Alla fine del 1756 il C. fu inviato alla "casa professa", a Città del Messico, per svolgervi funzioni parrocchiali, ma dopo un breve periodo fu destinato ad insegnare nel collegio di S. Gregorio, una scuola gesuita per Indios. Sebbene si fosse già offerto volontario per la missione della Bassa California, il C. dovette accontentarsi di quella di S. Gregorio, dato che l'alternativa era di insegnare le dottrine umanistiche nel collegio gesuita di Guadalajara, luogo in cui pregò il superiore provinciale di non essere mandato. A S. Gregorio egli rimase dal 1758 al 1762 perfezionando il suo náhuatl, adoperandosi per il benessere materiale e spirituale degli Indios e assolvendo le funzioni di cappellano nelle prigioni indios della città.
Trovò anche il tempo di portare avanti lo studio della collezione di Sigüenza y Góngora e una serie di discussioni sulla filosofia moderna con un gruppo di studenti "criollos" (nome dato ai figli di genitori spagnoli nati nel Nuovo Mondo) dall'intelligenza viva e inquisitrice, attratti dall'entusiasmo del C. per la materia. Alcuni di essi, come Juan Luis Maneiro, José Antonio de Alzate e Benito Diaz de Gamarra, avrebbero lasciato anni dopo la loro impronta nella storia intellettuale messicana.
Nella primavera del 1762 il C. fu mandato in un'altra scuola gesuita per Indios, il collegio di S. Saverio a Puebla, dove insegnò, visitò come missionario i villaggi indios, continuò il suo studio del náhuatl e della storia antica del Messico. Questo incarico tuttavia fu il suo ultimo lavoro tra gli Indios. Nel 1763 fu assegnato al collegio gesuita di Valladolid (ora Morelia). Addolorato di dover abbandonare il suo apostolato tra gli Indios, egli obbedì a malincuore. A Valladolid insegnò il primo corso completo di filosofia moderna istituito nel vicercame. Egli non fu un pensatore originale; fu però un innovatore, che si sforzò di modernizzare il programma di studi nelle scuole gesuite. Il principale oggetto della sua riforma fu la filosofia.
La riforma non consisteva in un rifiuto dell'aristotelismo, bensì in un aggiornamento di questa disciplina attraverso l'introduzione delle nuove scienze contemporanee in sostituzione delle antiquate scienze particolari aristoteliche, ma in subordinazione ai principi filosofici generali forniti dalla fisica generale o dalla filosofia della natura di Aristotele, come l'ilomorfismo e il principio di causalità. Il suo corso di filosofia era una cosmologia filosofica modificata, fortemente influenzata dalle scienze del XVIII secolo, con una pesante accentuazione sull'analisi critica empirica.

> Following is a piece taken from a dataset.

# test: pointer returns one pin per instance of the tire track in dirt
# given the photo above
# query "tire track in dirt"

Insieme con altri gesuiti il C. iniziò a introdurre riforme che sarebbero state sicuramente adottate da tutti i collegi gesuiti della Nuova Spagna, se non fosse intervenuta l'espulsione dell'Ordine dall'impero spagnolo nel 1767. Il contributo gesuita alla riforma intellettuale si limitò soltanto all'introduzione della "filosofia moderna", che i discepoli avrebbero in seguito ampiamente sviluppato.
Nell'aprile del 1766 il C. fu mandato a Guadalajara e anche nel nuovo incarico egli introdusse i suoi studenti alla "filosofia moderna". A Guadalajara scrisse due opere, mai pubblicate, in cui esaltava l'analisi induttiva ed il metodo scientifico.
Il C. aveva appena concluso il suo primo anno a Guadalajara, quando Carlo III espulse i gesuiti dai suoi domini (1767). Dopo un primo arduo vagare in esilio, egli, come tanti altri confratelli, trovò finalmente asilo permanente nello Stato della Chiesa. Dopo un anno a Ferrara fu destinato a Bologna, dove lo raggiunse il breve papale di soppressione della Compagnia, nel 1773. Ridotto allo stato secolare, fino alla sua morte egli rimase lì, sostentandosi con le offerte delle messe e la magra pensione che il governo spagnolo garantiva ai gesuiti esuli. Gli ultimi quattro anni della sua vita furono tormentati da una salute precaria.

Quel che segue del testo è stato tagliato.